Arsenic, chromium, molybdenum, and selenium: Geochemical fractions and potential mobilization in riverine soil profiles originating from Germany and Egypt

- Selenium showed the highest potential mobilization followed by Cr, Mo, and As.
- Potential mobilization of As, Cr, and Se was high in the Wupper soils.
- Potential mobilization of Mo was high in the Nile soils.
- Residual fraction of As, Cr, Mo, and Se was dominant in the Nile soils.
- Oxidizable fraction of Cr and Se was dominant in the Wupper soils.

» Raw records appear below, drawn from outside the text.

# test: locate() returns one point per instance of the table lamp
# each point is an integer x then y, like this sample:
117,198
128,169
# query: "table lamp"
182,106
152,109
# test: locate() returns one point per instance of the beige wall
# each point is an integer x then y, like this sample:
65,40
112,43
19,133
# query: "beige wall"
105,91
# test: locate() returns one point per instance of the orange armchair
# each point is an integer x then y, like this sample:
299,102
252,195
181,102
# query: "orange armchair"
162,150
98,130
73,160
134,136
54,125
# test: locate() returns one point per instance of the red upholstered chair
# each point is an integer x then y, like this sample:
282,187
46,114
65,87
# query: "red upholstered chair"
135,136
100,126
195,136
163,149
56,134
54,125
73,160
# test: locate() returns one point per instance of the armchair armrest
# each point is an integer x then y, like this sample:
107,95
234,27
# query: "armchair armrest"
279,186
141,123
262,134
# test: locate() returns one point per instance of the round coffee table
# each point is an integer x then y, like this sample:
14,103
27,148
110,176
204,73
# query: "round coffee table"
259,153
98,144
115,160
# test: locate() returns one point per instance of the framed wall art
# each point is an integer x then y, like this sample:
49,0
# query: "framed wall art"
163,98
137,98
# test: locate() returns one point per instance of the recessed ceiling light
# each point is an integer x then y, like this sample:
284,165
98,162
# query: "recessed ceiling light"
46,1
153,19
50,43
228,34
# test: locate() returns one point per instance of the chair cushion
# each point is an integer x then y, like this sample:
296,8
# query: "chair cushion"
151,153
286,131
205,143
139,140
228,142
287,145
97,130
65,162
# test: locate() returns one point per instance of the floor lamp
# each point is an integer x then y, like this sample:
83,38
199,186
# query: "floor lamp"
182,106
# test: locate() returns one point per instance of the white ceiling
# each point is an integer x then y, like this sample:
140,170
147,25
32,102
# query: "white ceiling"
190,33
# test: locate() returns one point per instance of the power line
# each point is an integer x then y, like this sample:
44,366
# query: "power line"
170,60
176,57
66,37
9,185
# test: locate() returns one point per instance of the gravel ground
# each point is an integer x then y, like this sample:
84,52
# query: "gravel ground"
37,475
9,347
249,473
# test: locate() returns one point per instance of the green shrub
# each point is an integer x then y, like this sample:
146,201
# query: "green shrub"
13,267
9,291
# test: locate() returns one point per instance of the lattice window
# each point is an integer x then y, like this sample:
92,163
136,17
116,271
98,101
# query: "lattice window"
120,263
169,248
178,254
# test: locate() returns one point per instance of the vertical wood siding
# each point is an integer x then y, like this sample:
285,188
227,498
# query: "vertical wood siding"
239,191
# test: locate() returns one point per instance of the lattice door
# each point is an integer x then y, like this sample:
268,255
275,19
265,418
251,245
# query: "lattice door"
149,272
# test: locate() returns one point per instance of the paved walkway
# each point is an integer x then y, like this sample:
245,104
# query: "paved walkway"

The fractionation and potential mobilization of As, Cr, Mo, and Se in four floodplain soil profiles collected along the Nile (Egypt) and Wupper (Germany) Rivers were assessed using the BCR sequential extraction procedure. The concentrations of total and the geochemical fractions (acid soluble (F1), reducible (F2), oxidizable (F3), and residual (F4) fraction) of the elements were determined. The Wupper soils had the highest total concentrations (mg kg−1) of As (378) and Cr (2,797) while the Nile soils contained the highest total Mo (12) and Se (42). The residual fraction of As, Cr, Mo, and Se was dominant in the Nile soils suggesting the geogenic source of the elements in these soils. The residual fraction of As and Mo and the oxidizable fraction of Cr and Se were dominant in the Wupper soils. Among the non-residual fractions (potential mobile fractions; PMF = ∑F1−F3), the oxidizable fraction was dominant for Cr, Mo, and Se in the Nile soils and for Mo in the Wupper soils, while the reducible fraction was dominant for As in both soils. The PMF of As, Cr, and Se was higher in the Wupper than in the Nile soils which might reflect the anthropogenic sources of these elements in the Wupper soils, while the opposite was the case for the PMF of Mo. The high PMF of Se (87%), Cr (87%), and As (21%) in the Wupper soils suggested that a release of these toxic elements may happen which increase the potential environmental risks in the anthropogenically polluted soils.